Fabien Roger comments on Do reasoning models use their scratchpad like we do? Evidence from distilling paraphrases

Fabien Roger 13 Mar 2025 14:26 UTC
LW: 5 AF: 4
0
AF
How happy would you be about the following experiment:
1. Cut scratchpads in chunks for N paragraphs each
2. Paraphrase the first k chunks (where k is drawn at random), wrap them in <paraphrased_chunk> or <chunk> tags and join them
3. Distill that
4. Do the inference time experiment (asking for a chunk by pre-filling <chunk>, stop when you see </chunk>, paraphrase it and put it in <paraphrased_chunk> tags)
This way the inference-time experiment is not OOD and should not reduce performance. This has roughly the same drawbacks as the experiment I described in this post though (i.e. risk of “learning the paraphrased version of the encoded reasoning scheme”, not testing the OOD-generalization, …), so I am not sure if this is valuable.
Another experiment:
Cut scratchpads in chunks for N paragraphs each. Wrap them in <chunk> tags and distill them (without paraphrasing). Then do the inference time experiment. This gets rid of the FUD around chunking reducing performance (which I observed, as described in the footnote).
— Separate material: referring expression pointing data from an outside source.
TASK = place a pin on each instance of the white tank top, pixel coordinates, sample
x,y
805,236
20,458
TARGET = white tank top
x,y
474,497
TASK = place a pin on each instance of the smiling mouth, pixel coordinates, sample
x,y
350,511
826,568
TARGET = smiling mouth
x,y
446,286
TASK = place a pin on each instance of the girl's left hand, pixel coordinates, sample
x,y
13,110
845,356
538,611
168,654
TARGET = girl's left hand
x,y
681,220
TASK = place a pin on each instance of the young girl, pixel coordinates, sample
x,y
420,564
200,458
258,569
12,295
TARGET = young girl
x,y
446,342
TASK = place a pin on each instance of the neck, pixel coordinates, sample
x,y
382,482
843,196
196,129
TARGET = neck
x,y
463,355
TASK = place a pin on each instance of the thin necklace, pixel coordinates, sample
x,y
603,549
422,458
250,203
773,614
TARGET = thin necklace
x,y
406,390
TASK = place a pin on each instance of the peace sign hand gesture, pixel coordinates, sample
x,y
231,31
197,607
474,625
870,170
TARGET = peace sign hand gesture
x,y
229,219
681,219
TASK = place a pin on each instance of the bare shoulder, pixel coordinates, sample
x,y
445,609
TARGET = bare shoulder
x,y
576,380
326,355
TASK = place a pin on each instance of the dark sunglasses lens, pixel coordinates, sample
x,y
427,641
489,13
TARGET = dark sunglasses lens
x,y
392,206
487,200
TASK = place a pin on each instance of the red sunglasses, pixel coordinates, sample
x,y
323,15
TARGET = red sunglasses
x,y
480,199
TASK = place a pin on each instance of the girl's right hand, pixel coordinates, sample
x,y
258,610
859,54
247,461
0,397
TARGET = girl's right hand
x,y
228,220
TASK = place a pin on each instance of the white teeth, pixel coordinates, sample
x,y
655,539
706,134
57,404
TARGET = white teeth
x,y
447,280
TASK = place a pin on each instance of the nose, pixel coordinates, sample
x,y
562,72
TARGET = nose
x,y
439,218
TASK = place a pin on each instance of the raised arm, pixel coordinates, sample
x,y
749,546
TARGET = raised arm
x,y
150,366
This could still result in degraded performance just because it’s OOD, but arguably it’s slightly worrisome if being exactly IID matters for scratchpads.
I am also curious if you have takes about what value of N (or what chunking scheme) would make the most sense.
- Daniel Kokotajlo 13 Mar 2025 17:24 UTC
  LW: 3 AF: 2
  0
  AF Parent
  I think I don’t understand why the version of the experiment I proposed is worse/bad/etc., and am getting hung up on that.
  
  I like your second experiment design. Seems good to control for the chunk tags.
  
  Question: Why do you need chunk tags at all?
  - Fabien Roger 14 Mar 2025 10:00 UTC
    LW: 9 AF: 4
    2
    AF Parent
    I see 2 issues with the experiment you suggested:
    The chunking (Where do you stop to paraphrase? I think to have something meaningful to paraphrase you want something like every “big paragraph” (but maybe not each equation, which could each be a line). Idk how to do that cleanly without doing the distillation. And not doing it cleanly might result in benign performance degradation.)
    The OODness, but I guess you’re fine with this one? I suspect this might get you worrisome results for no worrying reason, just because it’s somewhat degenerate to prefill a scratchpad with a big paraphrase, get a new paragraph which is probably influence by the paraphrasing style already, then paraphrase that. Besides the paraphrasing style being distracting, there is also a “paraphrase of paraphrase of paraphrase of …” effect that might degrade the scratchpad for “normal” reasons but in ways that are hard to pull apart from the worrying reasons.